Indeed, the chief reason the current crunch economic conditions are such a punch to the gut is that families have taken a direct hit. The pressure has simply been relentless.

As with every crisis that affects society, women in their role as caregivers have been most affected by the current economic crisis in Nigeria. In making their homes in these tough times, women are faced with a barrage of questions about how to make things work and how to keep the ship from breaking with meagre resources. It is taxing even the most industrious of women.
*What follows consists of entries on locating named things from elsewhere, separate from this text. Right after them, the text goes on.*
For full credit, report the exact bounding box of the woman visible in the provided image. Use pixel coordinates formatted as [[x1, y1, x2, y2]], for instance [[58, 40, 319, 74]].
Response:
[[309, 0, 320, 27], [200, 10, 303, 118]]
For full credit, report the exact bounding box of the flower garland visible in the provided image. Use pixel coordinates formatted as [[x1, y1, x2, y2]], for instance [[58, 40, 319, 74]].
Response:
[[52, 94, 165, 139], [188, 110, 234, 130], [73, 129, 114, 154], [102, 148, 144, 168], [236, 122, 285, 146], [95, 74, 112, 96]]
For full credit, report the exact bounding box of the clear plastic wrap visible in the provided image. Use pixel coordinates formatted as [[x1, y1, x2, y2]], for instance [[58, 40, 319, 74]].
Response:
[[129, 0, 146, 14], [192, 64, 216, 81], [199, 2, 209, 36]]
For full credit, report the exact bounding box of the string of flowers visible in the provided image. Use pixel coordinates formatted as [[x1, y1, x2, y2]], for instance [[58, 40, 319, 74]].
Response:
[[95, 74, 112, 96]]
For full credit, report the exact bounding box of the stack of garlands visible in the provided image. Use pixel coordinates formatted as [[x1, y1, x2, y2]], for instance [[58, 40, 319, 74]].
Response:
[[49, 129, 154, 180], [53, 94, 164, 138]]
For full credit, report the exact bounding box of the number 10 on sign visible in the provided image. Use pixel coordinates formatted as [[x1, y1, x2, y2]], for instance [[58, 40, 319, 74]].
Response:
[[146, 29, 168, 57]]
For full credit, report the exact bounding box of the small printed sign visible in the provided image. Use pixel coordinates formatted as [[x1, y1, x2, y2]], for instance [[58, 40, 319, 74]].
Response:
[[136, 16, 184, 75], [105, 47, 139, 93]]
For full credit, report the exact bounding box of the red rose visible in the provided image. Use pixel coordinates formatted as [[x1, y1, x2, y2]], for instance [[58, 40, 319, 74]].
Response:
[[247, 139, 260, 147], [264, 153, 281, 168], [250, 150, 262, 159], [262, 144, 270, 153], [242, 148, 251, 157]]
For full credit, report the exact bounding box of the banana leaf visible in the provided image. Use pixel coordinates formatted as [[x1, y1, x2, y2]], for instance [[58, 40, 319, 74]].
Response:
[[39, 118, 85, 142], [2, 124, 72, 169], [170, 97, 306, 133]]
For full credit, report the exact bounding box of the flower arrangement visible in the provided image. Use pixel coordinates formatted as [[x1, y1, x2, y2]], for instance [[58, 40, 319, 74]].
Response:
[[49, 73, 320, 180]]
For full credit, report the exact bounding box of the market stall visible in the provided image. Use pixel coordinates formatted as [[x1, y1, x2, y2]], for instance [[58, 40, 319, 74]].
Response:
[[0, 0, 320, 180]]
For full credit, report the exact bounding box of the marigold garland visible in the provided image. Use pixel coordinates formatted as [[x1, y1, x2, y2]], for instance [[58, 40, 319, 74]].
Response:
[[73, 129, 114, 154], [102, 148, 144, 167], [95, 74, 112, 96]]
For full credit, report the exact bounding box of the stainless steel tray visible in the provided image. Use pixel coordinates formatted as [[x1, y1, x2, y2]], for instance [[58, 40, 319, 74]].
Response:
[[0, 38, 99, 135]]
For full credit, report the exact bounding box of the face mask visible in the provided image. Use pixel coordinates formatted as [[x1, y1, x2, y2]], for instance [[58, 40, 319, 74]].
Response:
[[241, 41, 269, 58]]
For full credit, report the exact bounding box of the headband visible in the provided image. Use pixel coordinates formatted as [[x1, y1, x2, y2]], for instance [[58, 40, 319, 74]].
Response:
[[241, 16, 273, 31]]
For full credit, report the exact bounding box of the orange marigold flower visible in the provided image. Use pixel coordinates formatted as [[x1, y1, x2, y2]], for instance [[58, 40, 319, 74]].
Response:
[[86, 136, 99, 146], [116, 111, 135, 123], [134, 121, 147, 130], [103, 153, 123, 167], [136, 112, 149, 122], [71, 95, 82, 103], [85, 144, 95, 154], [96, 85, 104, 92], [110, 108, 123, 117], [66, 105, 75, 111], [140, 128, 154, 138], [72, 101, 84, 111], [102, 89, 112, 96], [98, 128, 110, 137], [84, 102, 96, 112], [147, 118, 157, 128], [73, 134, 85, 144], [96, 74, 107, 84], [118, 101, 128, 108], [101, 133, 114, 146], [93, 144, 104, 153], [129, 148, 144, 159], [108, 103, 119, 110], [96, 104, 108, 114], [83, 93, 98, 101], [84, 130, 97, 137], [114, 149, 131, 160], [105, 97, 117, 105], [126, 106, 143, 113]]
This unbearable pressure is proving especially backbreaking for women who have to bring forth new life in addition to making their homes, and being tasked with contributing to the growth and development of the society, all while remaining invisible.

For women in Nigeria, risk does not just come from the unpredictability of a society that is heavily and unjustifiably parochial, risk is also very present in childbirth.
In a country where women are made to shoulder all manner of burdens, conception, pregnancy, childbirth and post-natal period carry grave risks.

Nigeria’s healthcare system is broken. It has been broken for a while. Indeed, Nigeria’s decline as a country began when its health and education systems began to break down simultaneously.

For many poor Nigerians, and there are many, many illnesses are life-threatening, not because they are not treatable, but because medical care is either inaccessible or too expensive.

It is even worse for Nigerians in rural areas where primary healthcare centers lie in ruins. So, while those, they elect into office embark on medical tourism abroad for minor discomforts, many Nigerians die from these same discomforts.

Amidst rising cost of goods and services, how are families expected to cope? How are low-income families expected to take care of their children? In a country where social security is embarrassingly low, how are families who have no money expected to foot increasingly stratospheric bills?

Why is the government not asking serious questions about how families are resetting and juggling their priorities at a time when resources are extremely tight?

It is an unforgivable aberration that a woman who has carried a child to term should die during childbirth for any reason. It is a great anomaly that death should come at the point of childbearing.
Infant and maternal mortality is not just any kind of mortality, it is the worst kind of mortality. It is a mortality that indicts entire countries.

Adequate provision should be made for mother and child to access quality healthcare before, during and after childbirth. Medical services during this crucial period should be made completely or at least heavily subsidized.
Families should also be properly educated about the need to access life-saving care during these crucial periods.
Reducing maternal and infant mortality to the barest minimum should be the starting point of the conversation for a country that aspires to grow.

Nigeria cannot develop if the basic provisions that underpin any developed country continues remains criminally absent.